If the sum of first $p$ terms of an A.P. is equal to the sum of first $q$ terms, then sum of first $(p+q)$ terms i.e., $S_{p+q}$ is
Sequences and Series
Solution:
Let $a$ and $d$ be the first term and common difference of an A.P.
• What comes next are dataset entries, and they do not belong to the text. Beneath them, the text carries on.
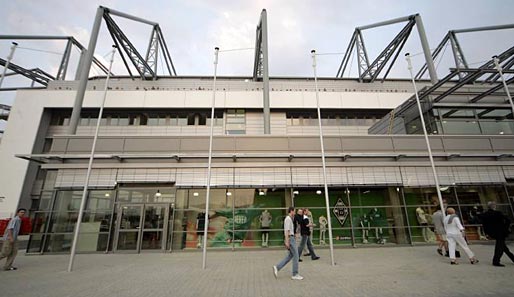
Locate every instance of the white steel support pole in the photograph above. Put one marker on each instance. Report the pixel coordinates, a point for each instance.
(88, 174)
(327, 203)
(209, 169)
(9, 58)
(499, 68)
(438, 188)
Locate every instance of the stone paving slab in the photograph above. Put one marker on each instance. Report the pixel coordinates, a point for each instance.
(381, 271)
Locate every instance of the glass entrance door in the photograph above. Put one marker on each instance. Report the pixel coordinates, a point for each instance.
(141, 227)
(129, 227)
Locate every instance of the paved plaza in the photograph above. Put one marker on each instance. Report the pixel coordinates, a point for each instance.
(381, 271)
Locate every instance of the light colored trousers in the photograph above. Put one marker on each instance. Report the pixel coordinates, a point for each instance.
(292, 254)
(9, 251)
(453, 240)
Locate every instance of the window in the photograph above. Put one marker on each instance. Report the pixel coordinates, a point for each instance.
(235, 121)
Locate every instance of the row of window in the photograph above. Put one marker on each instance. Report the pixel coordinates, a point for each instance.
(196, 118)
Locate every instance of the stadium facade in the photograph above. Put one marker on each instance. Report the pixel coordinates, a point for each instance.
(147, 189)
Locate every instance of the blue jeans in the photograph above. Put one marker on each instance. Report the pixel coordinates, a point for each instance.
(306, 240)
(292, 253)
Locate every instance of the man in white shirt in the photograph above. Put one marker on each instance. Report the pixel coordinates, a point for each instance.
(454, 234)
(10, 244)
(291, 246)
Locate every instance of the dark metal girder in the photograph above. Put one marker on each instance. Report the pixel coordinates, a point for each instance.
(135, 57)
(33, 75)
(464, 80)
(166, 53)
(491, 91)
(257, 62)
(346, 57)
(379, 63)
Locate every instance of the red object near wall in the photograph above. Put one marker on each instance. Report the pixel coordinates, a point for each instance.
(26, 226)
(3, 225)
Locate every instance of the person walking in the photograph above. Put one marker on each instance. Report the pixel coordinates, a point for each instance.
(306, 234)
(496, 225)
(311, 229)
(292, 249)
(10, 244)
(454, 233)
(438, 221)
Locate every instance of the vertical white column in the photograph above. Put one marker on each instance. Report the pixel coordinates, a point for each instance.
(9, 58)
(499, 68)
(88, 174)
(327, 203)
(209, 169)
(420, 110)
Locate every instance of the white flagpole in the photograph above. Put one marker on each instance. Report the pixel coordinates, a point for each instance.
(209, 169)
(420, 110)
(9, 58)
(499, 68)
(331, 243)
(91, 157)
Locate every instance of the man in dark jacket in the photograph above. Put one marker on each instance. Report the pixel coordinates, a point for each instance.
(305, 232)
(496, 225)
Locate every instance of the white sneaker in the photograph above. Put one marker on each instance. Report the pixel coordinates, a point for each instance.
(297, 277)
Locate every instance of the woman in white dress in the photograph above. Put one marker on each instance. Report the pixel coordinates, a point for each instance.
(454, 233)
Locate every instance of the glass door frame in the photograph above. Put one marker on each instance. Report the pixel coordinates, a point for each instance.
(140, 230)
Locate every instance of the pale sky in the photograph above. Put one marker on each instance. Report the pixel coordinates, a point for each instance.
(193, 28)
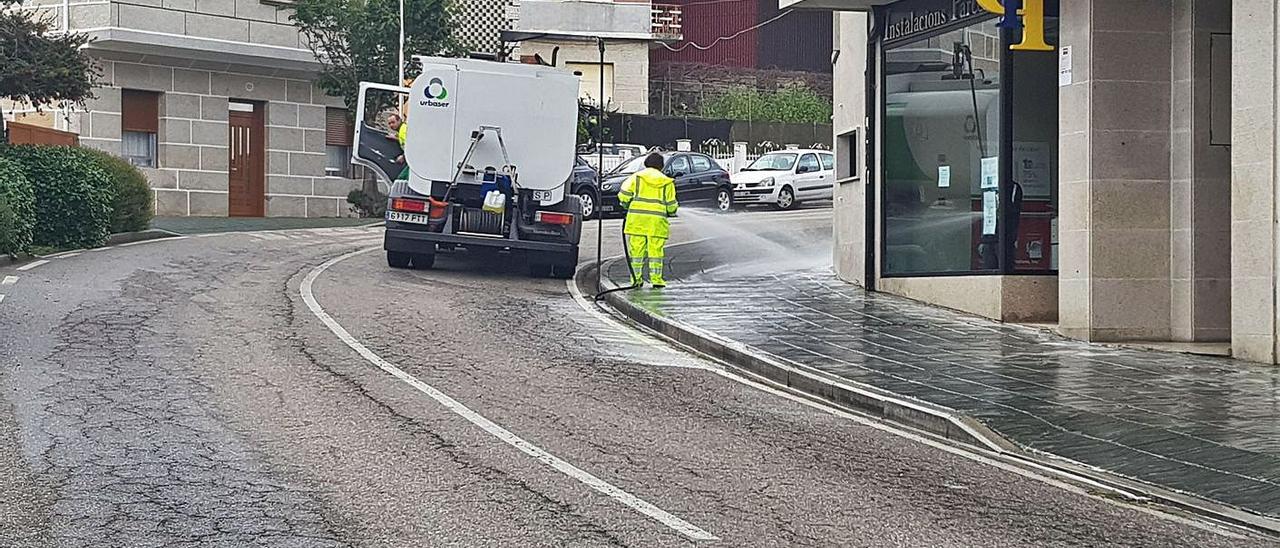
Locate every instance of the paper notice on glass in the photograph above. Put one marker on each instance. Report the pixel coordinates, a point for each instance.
(1064, 67)
(1032, 168)
(988, 213)
(990, 173)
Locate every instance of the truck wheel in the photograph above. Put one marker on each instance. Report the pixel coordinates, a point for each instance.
(424, 261)
(398, 260)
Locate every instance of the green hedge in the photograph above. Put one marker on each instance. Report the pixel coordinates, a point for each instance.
(133, 208)
(73, 195)
(17, 209)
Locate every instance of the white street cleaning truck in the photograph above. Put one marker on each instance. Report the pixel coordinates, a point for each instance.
(489, 147)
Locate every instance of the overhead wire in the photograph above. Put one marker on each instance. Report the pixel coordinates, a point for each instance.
(686, 45)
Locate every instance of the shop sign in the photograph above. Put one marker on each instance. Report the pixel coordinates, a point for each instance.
(912, 19)
(1032, 21)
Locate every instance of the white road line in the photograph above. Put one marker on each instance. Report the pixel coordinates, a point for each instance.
(485, 424)
(31, 265)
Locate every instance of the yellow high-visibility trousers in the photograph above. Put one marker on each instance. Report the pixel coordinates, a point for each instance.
(647, 252)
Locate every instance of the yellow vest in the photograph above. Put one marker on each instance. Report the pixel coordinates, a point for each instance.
(649, 197)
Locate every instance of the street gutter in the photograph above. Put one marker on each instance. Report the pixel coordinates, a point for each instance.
(914, 415)
(114, 240)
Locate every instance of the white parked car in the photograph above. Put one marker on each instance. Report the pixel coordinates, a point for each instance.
(785, 178)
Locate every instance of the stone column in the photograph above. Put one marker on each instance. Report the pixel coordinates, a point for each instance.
(1114, 170)
(849, 123)
(1253, 179)
(1201, 170)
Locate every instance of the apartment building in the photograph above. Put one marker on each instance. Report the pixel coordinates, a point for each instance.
(1104, 165)
(566, 32)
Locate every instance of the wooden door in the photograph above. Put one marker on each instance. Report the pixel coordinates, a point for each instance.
(247, 147)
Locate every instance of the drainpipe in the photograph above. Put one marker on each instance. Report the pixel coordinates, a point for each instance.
(871, 137)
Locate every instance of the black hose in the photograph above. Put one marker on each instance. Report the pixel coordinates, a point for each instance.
(626, 251)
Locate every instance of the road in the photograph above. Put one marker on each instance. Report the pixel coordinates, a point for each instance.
(288, 389)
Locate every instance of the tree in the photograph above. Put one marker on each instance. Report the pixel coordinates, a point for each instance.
(359, 41)
(40, 67)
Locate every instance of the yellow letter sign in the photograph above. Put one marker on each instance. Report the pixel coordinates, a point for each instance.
(1033, 23)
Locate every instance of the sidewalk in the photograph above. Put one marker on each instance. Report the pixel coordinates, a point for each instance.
(1198, 425)
(208, 224)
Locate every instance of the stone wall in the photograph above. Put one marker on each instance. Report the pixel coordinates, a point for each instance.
(192, 155)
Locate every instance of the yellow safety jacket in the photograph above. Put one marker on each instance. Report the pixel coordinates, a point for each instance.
(649, 197)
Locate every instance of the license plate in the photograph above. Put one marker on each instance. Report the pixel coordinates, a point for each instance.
(401, 217)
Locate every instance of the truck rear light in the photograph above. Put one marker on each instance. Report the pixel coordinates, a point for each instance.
(553, 218)
(408, 205)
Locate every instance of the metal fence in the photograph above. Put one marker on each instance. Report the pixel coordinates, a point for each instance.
(725, 154)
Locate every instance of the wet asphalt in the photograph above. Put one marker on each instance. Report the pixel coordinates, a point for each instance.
(182, 393)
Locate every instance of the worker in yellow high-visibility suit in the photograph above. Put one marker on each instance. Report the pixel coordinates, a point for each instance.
(649, 197)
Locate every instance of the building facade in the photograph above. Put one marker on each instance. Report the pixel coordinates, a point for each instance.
(565, 32)
(1118, 178)
(214, 101)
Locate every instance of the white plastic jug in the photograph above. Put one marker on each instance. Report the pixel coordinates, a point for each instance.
(496, 202)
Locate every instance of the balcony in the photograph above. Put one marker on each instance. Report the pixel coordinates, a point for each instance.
(594, 18)
(667, 22)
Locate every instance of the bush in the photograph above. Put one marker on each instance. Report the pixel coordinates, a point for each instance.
(17, 209)
(73, 195)
(133, 208)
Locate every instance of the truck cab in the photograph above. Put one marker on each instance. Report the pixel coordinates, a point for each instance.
(489, 149)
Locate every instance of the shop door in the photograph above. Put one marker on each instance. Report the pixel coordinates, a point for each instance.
(246, 173)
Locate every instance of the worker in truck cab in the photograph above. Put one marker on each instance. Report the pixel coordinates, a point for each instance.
(398, 131)
(649, 197)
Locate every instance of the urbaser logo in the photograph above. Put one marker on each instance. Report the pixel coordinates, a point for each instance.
(435, 94)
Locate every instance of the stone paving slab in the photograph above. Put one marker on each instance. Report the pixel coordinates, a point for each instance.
(1200, 425)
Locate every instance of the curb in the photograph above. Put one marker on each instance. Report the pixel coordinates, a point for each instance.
(913, 414)
(141, 236)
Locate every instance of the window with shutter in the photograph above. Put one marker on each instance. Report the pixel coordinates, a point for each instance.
(337, 128)
(337, 138)
(140, 122)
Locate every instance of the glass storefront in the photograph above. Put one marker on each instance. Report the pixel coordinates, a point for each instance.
(968, 183)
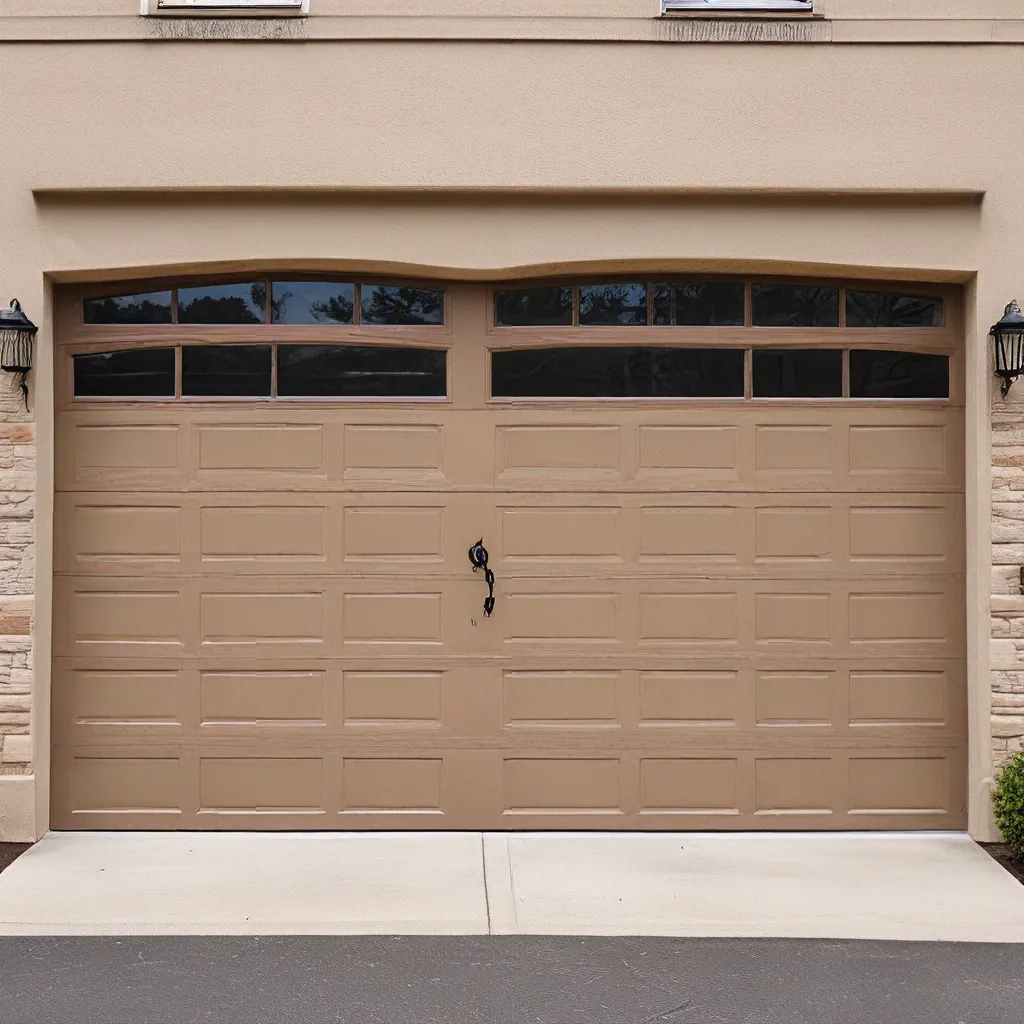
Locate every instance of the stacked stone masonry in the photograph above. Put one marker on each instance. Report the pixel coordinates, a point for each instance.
(17, 482)
(1008, 558)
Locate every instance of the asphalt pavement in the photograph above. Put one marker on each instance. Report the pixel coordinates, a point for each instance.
(505, 980)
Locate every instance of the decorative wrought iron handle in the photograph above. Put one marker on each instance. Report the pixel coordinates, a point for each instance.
(478, 558)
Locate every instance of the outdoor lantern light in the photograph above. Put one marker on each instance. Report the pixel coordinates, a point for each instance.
(17, 338)
(1009, 335)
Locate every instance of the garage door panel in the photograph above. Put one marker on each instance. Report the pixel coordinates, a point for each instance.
(758, 535)
(276, 616)
(119, 696)
(762, 446)
(126, 451)
(710, 613)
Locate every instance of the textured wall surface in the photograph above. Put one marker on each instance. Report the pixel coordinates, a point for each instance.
(17, 457)
(1008, 592)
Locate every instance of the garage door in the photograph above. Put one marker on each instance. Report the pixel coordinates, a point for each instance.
(725, 521)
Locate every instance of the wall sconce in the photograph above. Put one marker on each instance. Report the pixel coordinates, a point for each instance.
(1009, 335)
(17, 342)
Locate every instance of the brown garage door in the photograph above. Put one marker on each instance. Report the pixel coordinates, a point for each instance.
(728, 558)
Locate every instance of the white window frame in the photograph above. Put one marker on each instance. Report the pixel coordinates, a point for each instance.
(225, 8)
(668, 6)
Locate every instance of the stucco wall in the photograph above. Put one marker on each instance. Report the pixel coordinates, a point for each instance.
(315, 136)
(957, 9)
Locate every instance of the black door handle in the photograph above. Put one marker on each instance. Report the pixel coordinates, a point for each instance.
(478, 558)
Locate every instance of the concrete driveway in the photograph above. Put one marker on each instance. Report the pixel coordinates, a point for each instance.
(908, 887)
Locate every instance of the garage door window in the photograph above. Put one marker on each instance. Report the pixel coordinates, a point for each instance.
(226, 371)
(898, 375)
(312, 302)
(617, 372)
(263, 301)
(143, 307)
(140, 373)
(889, 309)
(809, 373)
(223, 304)
(794, 305)
(534, 307)
(360, 371)
(699, 304)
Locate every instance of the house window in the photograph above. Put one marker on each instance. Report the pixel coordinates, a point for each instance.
(225, 8)
(668, 6)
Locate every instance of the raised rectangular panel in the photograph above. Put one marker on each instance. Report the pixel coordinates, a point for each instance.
(898, 450)
(387, 450)
(794, 698)
(124, 696)
(561, 616)
(804, 617)
(895, 617)
(793, 785)
(261, 697)
(793, 535)
(689, 697)
(125, 784)
(129, 445)
(898, 534)
(396, 534)
(392, 784)
(688, 449)
(793, 449)
(894, 784)
(561, 784)
(583, 453)
(261, 619)
(392, 698)
(687, 785)
(689, 534)
(279, 448)
(560, 697)
(112, 532)
(392, 617)
(130, 616)
(261, 534)
(898, 697)
(537, 535)
(261, 784)
(689, 617)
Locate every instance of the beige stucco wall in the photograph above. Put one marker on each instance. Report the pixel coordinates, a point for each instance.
(960, 9)
(480, 159)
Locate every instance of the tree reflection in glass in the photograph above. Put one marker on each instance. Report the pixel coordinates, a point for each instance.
(223, 303)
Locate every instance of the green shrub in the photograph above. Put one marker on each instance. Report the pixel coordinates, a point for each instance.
(1009, 800)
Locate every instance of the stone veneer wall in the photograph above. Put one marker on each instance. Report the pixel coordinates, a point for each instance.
(17, 484)
(1008, 558)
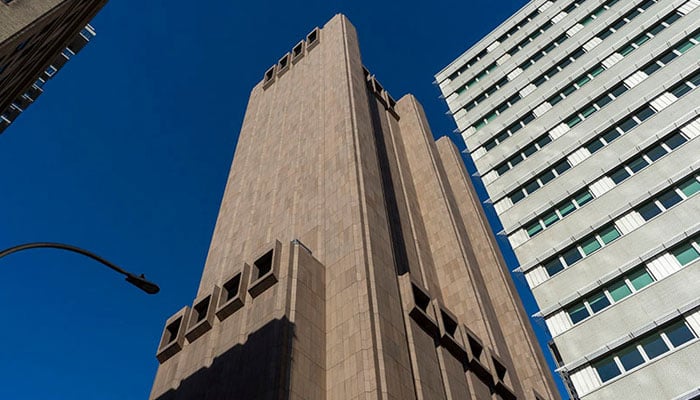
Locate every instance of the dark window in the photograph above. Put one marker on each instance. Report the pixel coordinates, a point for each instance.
(594, 146)
(578, 313)
(611, 135)
(263, 265)
(619, 90)
(628, 124)
(670, 199)
(201, 309)
(231, 287)
(532, 187)
(422, 300)
(607, 369)
(654, 346)
(679, 333)
(675, 141)
(546, 177)
(517, 196)
(680, 90)
(619, 175)
(649, 211)
(630, 357)
(645, 113)
(572, 256)
(171, 331)
(656, 152)
(637, 164)
(562, 167)
(651, 68)
(598, 302)
(553, 266)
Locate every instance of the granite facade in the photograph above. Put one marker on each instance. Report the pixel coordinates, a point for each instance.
(376, 273)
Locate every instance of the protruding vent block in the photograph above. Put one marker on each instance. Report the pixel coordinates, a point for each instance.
(232, 296)
(313, 38)
(269, 76)
(419, 305)
(452, 336)
(478, 357)
(265, 269)
(501, 377)
(173, 337)
(202, 315)
(283, 64)
(298, 51)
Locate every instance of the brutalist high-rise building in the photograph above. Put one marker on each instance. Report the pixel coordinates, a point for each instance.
(581, 117)
(37, 38)
(351, 258)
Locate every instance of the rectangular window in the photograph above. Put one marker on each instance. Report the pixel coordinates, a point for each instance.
(590, 246)
(619, 175)
(649, 211)
(619, 290)
(690, 187)
(669, 199)
(566, 209)
(553, 266)
(679, 333)
(534, 229)
(630, 357)
(578, 313)
(598, 302)
(609, 234)
(572, 256)
(640, 279)
(654, 346)
(607, 369)
(685, 254)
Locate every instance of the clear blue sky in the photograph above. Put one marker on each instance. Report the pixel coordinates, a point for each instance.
(127, 152)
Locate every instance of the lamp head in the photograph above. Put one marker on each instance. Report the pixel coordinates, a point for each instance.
(142, 283)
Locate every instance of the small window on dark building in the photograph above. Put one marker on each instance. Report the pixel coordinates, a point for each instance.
(263, 265)
(231, 287)
(421, 299)
(171, 331)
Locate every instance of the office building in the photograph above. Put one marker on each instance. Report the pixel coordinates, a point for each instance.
(581, 117)
(37, 38)
(350, 258)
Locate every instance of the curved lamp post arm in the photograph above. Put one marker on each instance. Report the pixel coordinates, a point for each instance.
(138, 281)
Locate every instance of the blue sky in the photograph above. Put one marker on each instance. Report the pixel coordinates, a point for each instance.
(127, 152)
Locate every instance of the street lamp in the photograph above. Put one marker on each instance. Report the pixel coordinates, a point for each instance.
(137, 280)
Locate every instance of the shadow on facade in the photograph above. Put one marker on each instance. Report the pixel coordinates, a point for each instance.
(256, 369)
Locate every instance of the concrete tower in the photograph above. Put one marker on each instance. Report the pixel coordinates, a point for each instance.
(351, 258)
(37, 38)
(581, 117)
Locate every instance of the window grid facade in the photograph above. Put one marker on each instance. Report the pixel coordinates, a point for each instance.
(583, 79)
(647, 200)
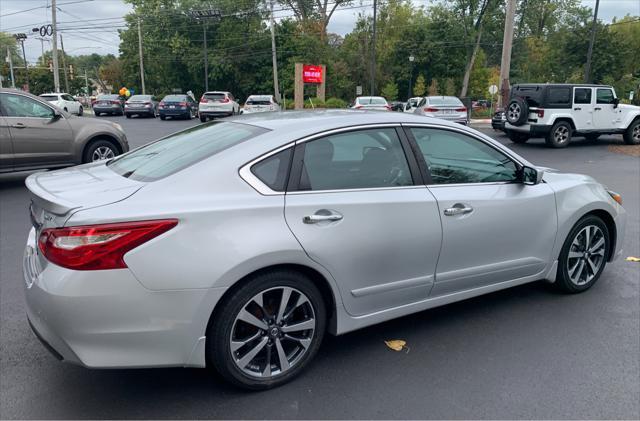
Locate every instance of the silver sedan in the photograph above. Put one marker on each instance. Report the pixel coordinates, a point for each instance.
(240, 244)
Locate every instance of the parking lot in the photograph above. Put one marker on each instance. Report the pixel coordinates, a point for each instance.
(526, 352)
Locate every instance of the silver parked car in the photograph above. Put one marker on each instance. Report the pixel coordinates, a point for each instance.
(445, 107)
(36, 134)
(239, 244)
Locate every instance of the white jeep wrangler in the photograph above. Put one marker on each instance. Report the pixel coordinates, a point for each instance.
(559, 111)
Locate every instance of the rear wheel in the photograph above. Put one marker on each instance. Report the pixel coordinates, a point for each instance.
(268, 330)
(583, 256)
(632, 135)
(560, 135)
(100, 150)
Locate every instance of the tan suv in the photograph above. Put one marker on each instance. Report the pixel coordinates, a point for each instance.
(35, 134)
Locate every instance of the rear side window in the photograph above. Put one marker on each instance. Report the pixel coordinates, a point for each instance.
(582, 96)
(274, 170)
(559, 97)
(604, 96)
(181, 150)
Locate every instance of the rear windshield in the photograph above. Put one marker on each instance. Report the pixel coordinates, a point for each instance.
(445, 101)
(258, 100)
(181, 150)
(140, 98)
(108, 97)
(175, 98)
(215, 97)
(365, 100)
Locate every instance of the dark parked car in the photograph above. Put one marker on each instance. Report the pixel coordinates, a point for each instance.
(141, 105)
(35, 134)
(178, 106)
(108, 104)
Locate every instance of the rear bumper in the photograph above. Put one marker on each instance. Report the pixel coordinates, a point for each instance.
(107, 319)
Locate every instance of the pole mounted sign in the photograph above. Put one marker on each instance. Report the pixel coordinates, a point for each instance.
(311, 73)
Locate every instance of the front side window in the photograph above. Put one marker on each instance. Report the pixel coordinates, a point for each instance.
(582, 96)
(454, 158)
(181, 150)
(355, 160)
(22, 106)
(604, 96)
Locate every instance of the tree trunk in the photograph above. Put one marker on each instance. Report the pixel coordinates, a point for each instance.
(467, 72)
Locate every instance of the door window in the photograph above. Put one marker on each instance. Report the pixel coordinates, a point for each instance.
(604, 96)
(582, 96)
(22, 106)
(355, 160)
(457, 158)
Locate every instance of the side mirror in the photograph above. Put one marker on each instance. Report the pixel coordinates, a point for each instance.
(530, 176)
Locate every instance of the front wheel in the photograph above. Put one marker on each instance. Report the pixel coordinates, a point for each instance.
(268, 330)
(632, 135)
(560, 135)
(583, 255)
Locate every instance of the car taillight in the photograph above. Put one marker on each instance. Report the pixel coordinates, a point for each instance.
(98, 247)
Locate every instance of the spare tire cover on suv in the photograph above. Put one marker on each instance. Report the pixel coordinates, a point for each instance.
(517, 112)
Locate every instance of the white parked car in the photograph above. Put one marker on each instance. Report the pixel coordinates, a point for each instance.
(65, 102)
(558, 112)
(217, 104)
(377, 103)
(260, 104)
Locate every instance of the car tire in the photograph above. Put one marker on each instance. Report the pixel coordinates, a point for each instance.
(260, 298)
(632, 134)
(517, 137)
(583, 257)
(560, 135)
(103, 148)
(517, 112)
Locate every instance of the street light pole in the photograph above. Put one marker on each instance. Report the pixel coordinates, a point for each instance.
(411, 59)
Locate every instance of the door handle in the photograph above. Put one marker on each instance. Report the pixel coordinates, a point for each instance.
(321, 216)
(458, 209)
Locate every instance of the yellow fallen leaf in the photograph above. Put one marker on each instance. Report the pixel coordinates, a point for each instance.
(396, 344)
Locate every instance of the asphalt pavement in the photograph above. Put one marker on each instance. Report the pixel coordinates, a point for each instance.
(527, 352)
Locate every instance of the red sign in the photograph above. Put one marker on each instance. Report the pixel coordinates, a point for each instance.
(311, 73)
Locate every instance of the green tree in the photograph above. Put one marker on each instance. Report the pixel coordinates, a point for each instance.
(419, 89)
(390, 91)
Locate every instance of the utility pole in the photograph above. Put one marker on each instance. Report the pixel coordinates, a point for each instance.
(587, 70)
(56, 75)
(206, 56)
(276, 86)
(13, 79)
(141, 59)
(20, 38)
(373, 50)
(64, 66)
(507, 42)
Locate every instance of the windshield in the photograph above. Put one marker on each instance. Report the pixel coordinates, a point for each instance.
(181, 150)
(445, 101)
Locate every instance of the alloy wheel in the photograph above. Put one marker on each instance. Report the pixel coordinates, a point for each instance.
(272, 332)
(586, 255)
(103, 152)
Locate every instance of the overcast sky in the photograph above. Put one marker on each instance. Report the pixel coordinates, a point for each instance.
(100, 37)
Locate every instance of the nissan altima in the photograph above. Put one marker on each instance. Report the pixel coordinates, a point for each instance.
(240, 244)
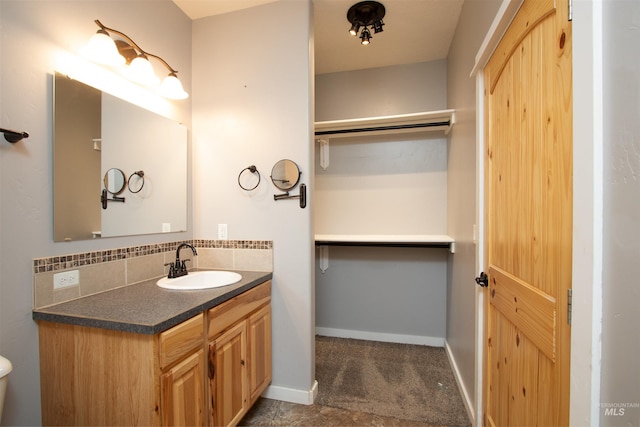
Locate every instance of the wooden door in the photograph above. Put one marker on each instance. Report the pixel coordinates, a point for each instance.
(259, 352)
(228, 376)
(183, 393)
(528, 219)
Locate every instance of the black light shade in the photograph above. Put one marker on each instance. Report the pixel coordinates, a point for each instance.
(365, 36)
(363, 15)
(377, 26)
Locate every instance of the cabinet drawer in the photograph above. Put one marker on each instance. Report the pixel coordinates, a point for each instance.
(226, 314)
(177, 341)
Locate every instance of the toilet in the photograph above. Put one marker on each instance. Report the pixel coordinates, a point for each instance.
(5, 368)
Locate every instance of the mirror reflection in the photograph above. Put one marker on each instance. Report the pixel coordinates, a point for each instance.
(285, 174)
(98, 136)
(114, 181)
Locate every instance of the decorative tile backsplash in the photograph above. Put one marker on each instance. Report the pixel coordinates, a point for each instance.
(62, 262)
(100, 271)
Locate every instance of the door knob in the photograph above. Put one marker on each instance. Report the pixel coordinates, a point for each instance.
(482, 280)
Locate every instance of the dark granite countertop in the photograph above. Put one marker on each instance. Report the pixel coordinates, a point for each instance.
(144, 308)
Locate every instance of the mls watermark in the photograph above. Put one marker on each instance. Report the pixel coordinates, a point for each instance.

$\because$ Sum of the first $p$ terms $=$ Sum of first $q$ terms
$\therefore S_p =S_q$
$\Rightarrow \frac{p}{2}[2 a+(p-1) d] =\frac{q}{2}[2 a+(q-1) d] $
$\left\{\because S_n=\frac{n}{2}[2 a+(n-1) d]\right\}$
$\Rightarrow p[2 a+(p-1) d]=q[2 a+(q-1) d]$
$\Rightarrow 2 a p+p(p-1) d=2 a q+q(q-1) d$
$\Rightarrow 2 a p-2 a q=q(q-1) d-p(p-1) d$
$\Rightarrow 2 a(p-q)=d\left[q^2-q-p^2+p\right]$
$\Rightarrow 2 a(p-q)=d\left[(p-q)+\left(q^2-p^2\right)\right]$
$\Rightarrow 2 a(p-q)=d[(p-q)+(q-p)(q+p)]$
$\Rightarrow 2 a(p-q)=d(p-q)[1-(p+q)]$
$\Rightarrow 2 a=d[1-(p+q)]$
$\Rightarrow 2 a=-d[(p+q)-1]$
$\Rightarrow 2 a+d(p+q-1)=0 .....$(i)
Now, $ S_{p+q}=\frac{p+q}{2}[2 a+[p+q-1] d]$
$=\frac{p+q}{2} \times 0 $ [from Eq. (i)]
$=0$